Both district employees reported that Mather looked “out of it” or appeared to be on some kind of drug or had mental health issues. Also, one of the women told police that she believed Mather was going to enter the building no matter what and she was afraid of him.
At the time of the incident, the district’s business services manager was meeting with the building and grounds director when one of his assistants came into the office and said a weird guy had entered the school with a dog. Both responded and saw Mather walking into a side office room. He allegedly threatened to release the dog if they did not leave.
From that point, the two school officials backed out of the office, called 911 and initiated the lockdown protocols within the building. Classroom and office doors were closed and locked, lights were shut off and students and staff sought shelter.

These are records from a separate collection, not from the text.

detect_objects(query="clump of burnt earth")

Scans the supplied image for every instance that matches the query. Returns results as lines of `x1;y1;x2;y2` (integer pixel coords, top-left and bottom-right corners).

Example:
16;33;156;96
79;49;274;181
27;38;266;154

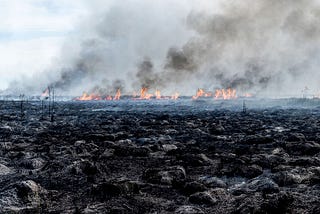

Teachers in multiple classrooms reported hearing Mather whistle what they described as a “creepy song,” with one identifying it as a song from the movie “Kill Bill.”
Other faculty members and students heard him say “Come out, come out wherever you are. I know you’re hiding. I always know where you are hiding,” as well as yelling sexual remarks and something about God.
At 2:43 p.m., Fort Atkinson police received multiple 911 calls reporting that a man and his dog had entered Luther Elementary School. He was taken into custody by Fort Atkinson police within four minutes of receiving the 911 calls.
According to the complaint, Mather told police his name was Gabriel. However, the officers recognized him from prior police contacts.
Mather said he was there to repent his sins and wanted to have contact with his old superintendent, whom he claimed was a robot. Continuing to resist arrest, he would not get into the squad car, claiming his legs were numb and would not move.
When asked about being on any medication, he told police he believed the pills were placebos because they did not help. Officers said they thought Mather might have been under the influence of a stimulant because his pupils were dilated.
The dog was taken by another officer out to a squad car without incident.